The frequency characteristics of the exit mass flow rate under different outlet divergence angles are shown in Figure 9. L c / D e = 11.5 , D c / D e = 3.5 and α = 0 ° , 20 ° , and 30 ° . The change of outlet divergence angle affects radial development. However, the pulsation frequency is mainly determined with the shedding frequency of the upstream vortex. The influence of the divergence angle is minor compared to that of the inlet pressure.

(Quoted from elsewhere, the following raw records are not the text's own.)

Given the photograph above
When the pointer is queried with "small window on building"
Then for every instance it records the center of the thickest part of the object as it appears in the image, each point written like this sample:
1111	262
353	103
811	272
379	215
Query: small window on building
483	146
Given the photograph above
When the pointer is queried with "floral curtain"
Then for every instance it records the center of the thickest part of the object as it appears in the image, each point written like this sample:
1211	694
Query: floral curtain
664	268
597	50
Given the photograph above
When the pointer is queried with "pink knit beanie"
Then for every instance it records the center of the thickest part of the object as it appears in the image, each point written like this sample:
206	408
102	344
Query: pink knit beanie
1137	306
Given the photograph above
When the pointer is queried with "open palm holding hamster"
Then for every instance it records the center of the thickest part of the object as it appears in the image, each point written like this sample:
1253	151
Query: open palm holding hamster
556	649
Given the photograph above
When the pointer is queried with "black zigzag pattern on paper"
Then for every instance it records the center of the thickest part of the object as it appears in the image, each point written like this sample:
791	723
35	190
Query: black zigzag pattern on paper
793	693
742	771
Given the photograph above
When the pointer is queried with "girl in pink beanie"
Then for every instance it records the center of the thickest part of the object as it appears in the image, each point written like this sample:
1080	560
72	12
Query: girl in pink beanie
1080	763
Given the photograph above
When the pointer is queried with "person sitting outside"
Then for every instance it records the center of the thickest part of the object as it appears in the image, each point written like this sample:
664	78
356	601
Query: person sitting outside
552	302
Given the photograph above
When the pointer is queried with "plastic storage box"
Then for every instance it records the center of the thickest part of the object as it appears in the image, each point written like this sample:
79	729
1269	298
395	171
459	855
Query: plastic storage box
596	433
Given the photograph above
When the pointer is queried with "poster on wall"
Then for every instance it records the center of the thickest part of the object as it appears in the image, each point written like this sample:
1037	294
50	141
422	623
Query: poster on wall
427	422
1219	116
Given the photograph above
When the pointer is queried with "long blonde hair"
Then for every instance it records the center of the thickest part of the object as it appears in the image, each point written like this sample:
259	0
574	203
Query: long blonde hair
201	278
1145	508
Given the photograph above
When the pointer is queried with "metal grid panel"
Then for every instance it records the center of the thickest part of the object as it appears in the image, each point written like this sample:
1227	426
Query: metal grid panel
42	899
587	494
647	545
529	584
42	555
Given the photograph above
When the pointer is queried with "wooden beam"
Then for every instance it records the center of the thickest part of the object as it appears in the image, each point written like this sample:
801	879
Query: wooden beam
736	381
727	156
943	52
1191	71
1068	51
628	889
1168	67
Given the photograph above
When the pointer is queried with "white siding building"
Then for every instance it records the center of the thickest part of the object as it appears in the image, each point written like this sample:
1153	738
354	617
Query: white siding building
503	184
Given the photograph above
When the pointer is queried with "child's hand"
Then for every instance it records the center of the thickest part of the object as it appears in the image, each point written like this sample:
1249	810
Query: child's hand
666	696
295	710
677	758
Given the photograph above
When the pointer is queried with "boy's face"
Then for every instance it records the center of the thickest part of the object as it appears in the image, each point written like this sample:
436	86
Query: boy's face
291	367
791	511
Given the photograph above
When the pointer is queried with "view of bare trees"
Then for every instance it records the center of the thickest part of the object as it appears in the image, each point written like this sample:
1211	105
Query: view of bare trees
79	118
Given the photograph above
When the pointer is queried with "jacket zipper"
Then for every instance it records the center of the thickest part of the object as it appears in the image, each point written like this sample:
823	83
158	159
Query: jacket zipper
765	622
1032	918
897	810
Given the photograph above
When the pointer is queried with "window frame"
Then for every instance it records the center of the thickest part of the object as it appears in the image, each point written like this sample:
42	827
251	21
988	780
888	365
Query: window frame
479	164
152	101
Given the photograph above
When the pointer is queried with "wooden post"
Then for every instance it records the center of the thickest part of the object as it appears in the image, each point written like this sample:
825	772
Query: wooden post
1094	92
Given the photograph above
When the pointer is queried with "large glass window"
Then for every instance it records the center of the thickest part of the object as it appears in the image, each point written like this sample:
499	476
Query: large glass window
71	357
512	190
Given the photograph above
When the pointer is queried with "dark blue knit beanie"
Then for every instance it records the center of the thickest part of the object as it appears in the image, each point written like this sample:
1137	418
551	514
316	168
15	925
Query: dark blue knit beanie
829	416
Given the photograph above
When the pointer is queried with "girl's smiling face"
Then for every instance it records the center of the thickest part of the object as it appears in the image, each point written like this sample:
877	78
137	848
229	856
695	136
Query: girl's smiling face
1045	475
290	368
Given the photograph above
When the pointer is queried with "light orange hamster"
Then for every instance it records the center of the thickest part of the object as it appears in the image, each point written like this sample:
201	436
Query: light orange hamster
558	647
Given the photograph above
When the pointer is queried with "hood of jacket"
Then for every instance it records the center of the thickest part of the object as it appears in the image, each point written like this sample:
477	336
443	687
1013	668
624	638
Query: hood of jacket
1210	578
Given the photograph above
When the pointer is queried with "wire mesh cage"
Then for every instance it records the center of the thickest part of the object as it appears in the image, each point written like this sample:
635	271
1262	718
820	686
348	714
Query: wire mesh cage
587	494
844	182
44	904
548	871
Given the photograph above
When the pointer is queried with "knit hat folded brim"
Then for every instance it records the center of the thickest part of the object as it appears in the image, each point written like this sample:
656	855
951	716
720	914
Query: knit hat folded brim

3.2. Vortex Structure and Cavitation Characteristics

3.2.1. Coherent Structure of the Outflow Field

The Q-criterion number is another parameter for investigating the flow characteristics of flow fields. It is used to effectively capture the induced vortex flow at the tip of a leaf (by Bing J. et al. [67]). Here, it was selected as the evaluation basis to analyze the specific process of vortex development, as shown in Figure 10. The vortex of the jet flow field was mainly distributed near the jet shear layer and the nozzle outlet. The eddy current in the outflow field could be divided into four stages.
In stage one (as shown in Section A), as the jet just leaves the nozzle, the velocity is the largest, and the surface of the vortex ring is smooth and extends downstream. In this stage, the vortex is characterized by velocity and stable vortex structure. In the second stage (as shown in Section B), the fluid has been developed for a certain distance. It presents a spiral shape. The volume of the main vortex ring starts to expand and is cut off from several directions. Some small vortex structures are generated around the vortex ring, and the fluid energy is consumed to a certain extent. The characteristic of the vortex in this stage is that the distance between the front and rear vortex rings remains almost unchanged, but the vortex ring starts to break. In the third stage (as shown in Section C), the spiral vortex continues to develop downstream, the main flow velocity of the fluid gradually weakens, the spacing between the two adjacent vortex rings begins to increase, and the patch vortex structure around the vortex begins to separate from the main vortex ring. Due to the cavitation phenomenon at this stage, the bubbles gradually become larger, and the relationship between the main vortex ring and the bubbles becomes irregular. The characteristics are mainly reflected in the change of the vortex ring from regular to irregular, which is the phenomenon of fluid changing into turbulence. In the fourth stage (as shown in Section D), the flow velocity in the center of the fluid is reduced to be almost the same as that in the periphery, and the vortex is completely transformed from a ring-like to a filament-like vortex structure. The vortex here indicates that the jet fluid completely enters the turbulent state.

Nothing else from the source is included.